The binary protocol creates schemas for anything that is serialized. These schemas are updated implicitly – the user doesn't have any control over them.
SQL engine has its own schema that is separate from the binary schema, although SQL runs on top of binary objects. SQL schema is created and updated explicitly by the user.
Caches themselves are basically schemaless – you're allowed to store multiple versions of multiple data types in a single cache.

This creates multiple usability issues:

SQL schema can be inconsistent or even incompatible with the binary schema.
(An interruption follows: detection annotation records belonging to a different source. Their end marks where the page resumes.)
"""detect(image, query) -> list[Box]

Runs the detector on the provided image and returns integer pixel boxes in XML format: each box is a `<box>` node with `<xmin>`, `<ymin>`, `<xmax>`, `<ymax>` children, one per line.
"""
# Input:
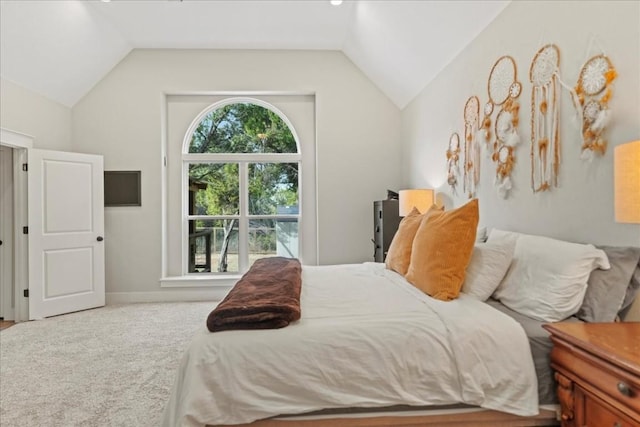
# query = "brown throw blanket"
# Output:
<box><xmin>207</xmin><ymin>257</ymin><xmax>302</xmax><ymax>332</ymax></box>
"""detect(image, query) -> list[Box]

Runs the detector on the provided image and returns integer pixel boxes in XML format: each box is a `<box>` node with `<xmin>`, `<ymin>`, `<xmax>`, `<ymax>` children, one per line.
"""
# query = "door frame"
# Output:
<box><xmin>0</xmin><ymin>128</ymin><xmax>34</xmax><ymax>322</ymax></box>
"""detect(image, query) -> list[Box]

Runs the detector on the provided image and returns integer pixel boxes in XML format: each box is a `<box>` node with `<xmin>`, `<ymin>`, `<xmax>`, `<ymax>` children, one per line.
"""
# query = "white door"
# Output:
<box><xmin>28</xmin><ymin>149</ymin><xmax>105</xmax><ymax>319</ymax></box>
<box><xmin>0</xmin><ymin>146</ymin><xmax>15</xmax><ymax>320</ymax></box>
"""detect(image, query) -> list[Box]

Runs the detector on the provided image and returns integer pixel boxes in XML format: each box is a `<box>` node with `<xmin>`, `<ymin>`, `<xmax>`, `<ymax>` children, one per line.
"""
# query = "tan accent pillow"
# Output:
<box><xmin>385</xmin><ymin>205</ymin><xmax>444</xmax><ymax>276</ymax></box>
<box><xmin>385</xmin><ymin>207</ymin><xmax>423</xmax><ymax>276</ymax></box>
<box><xmin>405</xmin><ymin>199</ymin><xmax>479</xmax><ymax>301</ymax></box>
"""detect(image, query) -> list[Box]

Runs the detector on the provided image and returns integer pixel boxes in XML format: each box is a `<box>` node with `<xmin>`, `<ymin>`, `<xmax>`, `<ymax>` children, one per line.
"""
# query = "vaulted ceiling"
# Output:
<box><xmin>0</xmin><ymin>0</ymin><xmax>509</xmax><ymax>108</ymax></box>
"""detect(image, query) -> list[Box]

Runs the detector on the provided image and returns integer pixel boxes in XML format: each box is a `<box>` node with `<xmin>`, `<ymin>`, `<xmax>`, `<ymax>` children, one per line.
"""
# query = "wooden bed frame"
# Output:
<box><xmin>212</xmin><ymin>409</ymin><xmax>560</xmax><ymax>427</ymax></box>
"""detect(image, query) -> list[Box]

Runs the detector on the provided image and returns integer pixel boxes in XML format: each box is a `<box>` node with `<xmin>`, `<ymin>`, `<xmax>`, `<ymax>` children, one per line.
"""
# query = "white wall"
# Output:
<box><xmin>72</xmin><ymin>50</ymin><xmax>401</xmax><ymax>298</ymax></box>
<box><xmin>0</xmin><ymin>79</ymin><xmax>71</xmax><ymax>151</ymax></box>
<box><xmin>402</xmin><ymin>1</ymin><xmax>640</xmax><ymax>245</ymax></box>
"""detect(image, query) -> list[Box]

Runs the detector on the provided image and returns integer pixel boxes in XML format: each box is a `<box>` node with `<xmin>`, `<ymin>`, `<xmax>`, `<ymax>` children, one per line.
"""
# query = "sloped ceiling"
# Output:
<box><xmin>0</xmin><ymin>0</ymin><xmax>509</xmax><ymax>108</ymax></box>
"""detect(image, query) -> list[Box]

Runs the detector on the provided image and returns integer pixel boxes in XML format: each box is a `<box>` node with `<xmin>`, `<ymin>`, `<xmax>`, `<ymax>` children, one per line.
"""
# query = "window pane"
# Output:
<box><xmin>189</xmin><ymin>103</ymin><xmax>298</xmax><ymax>153</ymax></box>
<box><xmin>189</xmin><ymin>163</ymin><xmax>239</xmax><ymax>215</ymax></box>
<box><xmin>189</xmin><ymin>219</ymin><xmax>238</xmax><ymax>273</ymax></box>
<box><xmin>249</xmin><ymin>163</ymin><xmax>298</xmax><ymax>215</ymax></box>
<box><xmin>249</xmin><ymin>218</ymin><xmax>298</xmax><ymax>266</ymax></box>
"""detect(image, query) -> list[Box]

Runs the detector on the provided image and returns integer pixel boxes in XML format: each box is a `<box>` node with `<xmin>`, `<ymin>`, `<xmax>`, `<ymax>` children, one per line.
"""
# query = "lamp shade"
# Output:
<box><xmin>398</xmin><ymin>188</ymin><xmax>434</xmax><ymax>216</ymax></box>
<box><xmin>613</xmin><ymin>141</ymin><xmax>640</xmax><ymax>224</ymax></box>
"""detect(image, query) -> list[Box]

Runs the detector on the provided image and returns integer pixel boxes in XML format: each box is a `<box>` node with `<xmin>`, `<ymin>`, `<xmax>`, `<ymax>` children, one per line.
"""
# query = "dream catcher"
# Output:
<box><xmin>463</xmin><ymin>96</ymin><xmax>480</xmax><ymax>199</ymax></box>
<box><xmin>575</xmin><ymin>54</ymin><xmax>617</xmax><ymax>160</ymax></box>
<box><xmin>529</xmin><ymin>44</ymin><xmax>560</xmax><ymax>193</ymax></box>
<box><xmin>482</xmin><ymin>56</ymin><xmax>522</xmax><ymax>198</ymax></box>
<box><xmin>447</xmin><ymin>132</ymin><xmax>460</xmax><ymax>194</ymax></box>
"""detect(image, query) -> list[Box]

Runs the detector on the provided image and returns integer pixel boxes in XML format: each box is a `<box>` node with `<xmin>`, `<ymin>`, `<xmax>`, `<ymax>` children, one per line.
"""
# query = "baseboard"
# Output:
<box><xmin>105</xmin><ymin>287</ymin><xmax>231</xmax><ymax>305</ymax></box>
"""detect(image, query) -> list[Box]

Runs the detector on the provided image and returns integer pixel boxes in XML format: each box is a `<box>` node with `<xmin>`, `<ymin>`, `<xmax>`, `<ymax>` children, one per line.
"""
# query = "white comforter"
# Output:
<box><xmin>163</xmin><ymin>263</ymin><xmax>538</xmax><ymax>427</ymax></box>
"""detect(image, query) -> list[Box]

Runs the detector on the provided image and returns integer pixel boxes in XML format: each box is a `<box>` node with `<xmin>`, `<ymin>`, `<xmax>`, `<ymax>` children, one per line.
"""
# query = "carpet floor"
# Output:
<box><xmin>0</xmin><ymin>302</ymin><xmax>215</xmax><ymax>427</ymax></box>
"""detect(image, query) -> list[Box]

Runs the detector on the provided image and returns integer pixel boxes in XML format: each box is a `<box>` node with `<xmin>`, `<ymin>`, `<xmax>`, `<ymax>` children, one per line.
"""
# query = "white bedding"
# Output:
<box><xmin>163</xmin><ymin>263</ymin><xmax>538</xmax><ymax>427</ymax></box>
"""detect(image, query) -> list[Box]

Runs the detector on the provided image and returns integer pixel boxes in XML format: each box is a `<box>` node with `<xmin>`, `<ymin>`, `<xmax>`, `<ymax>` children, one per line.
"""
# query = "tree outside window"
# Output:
<box><xmin>183</xmin><ymin>102</ymin><xmax>300</xmax><ymax>273</ymax></box>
If either of them is updated, the second is not affected.
SQL can't be used by default. The user has to explicitly create the SQL schema, listing all fields and making sure the list is consistent with the content of binary objects.
Binary schemas are decoupled from caches. So, if a cache is destroyed, the binary schema is not removed.
Etc.

Description

The general idea is to have a one-to-one mapping between data schemas and caches/tables. There is a single unified schema for every cache, it is applied to both data storage itself and to the SQL.

When a cache is created, it is configured with a corresponding data schema. There must be an API and a tool to see the current version of the schema for any cache, as well as make updates to it. Schema updates are applied dynamically without downtime.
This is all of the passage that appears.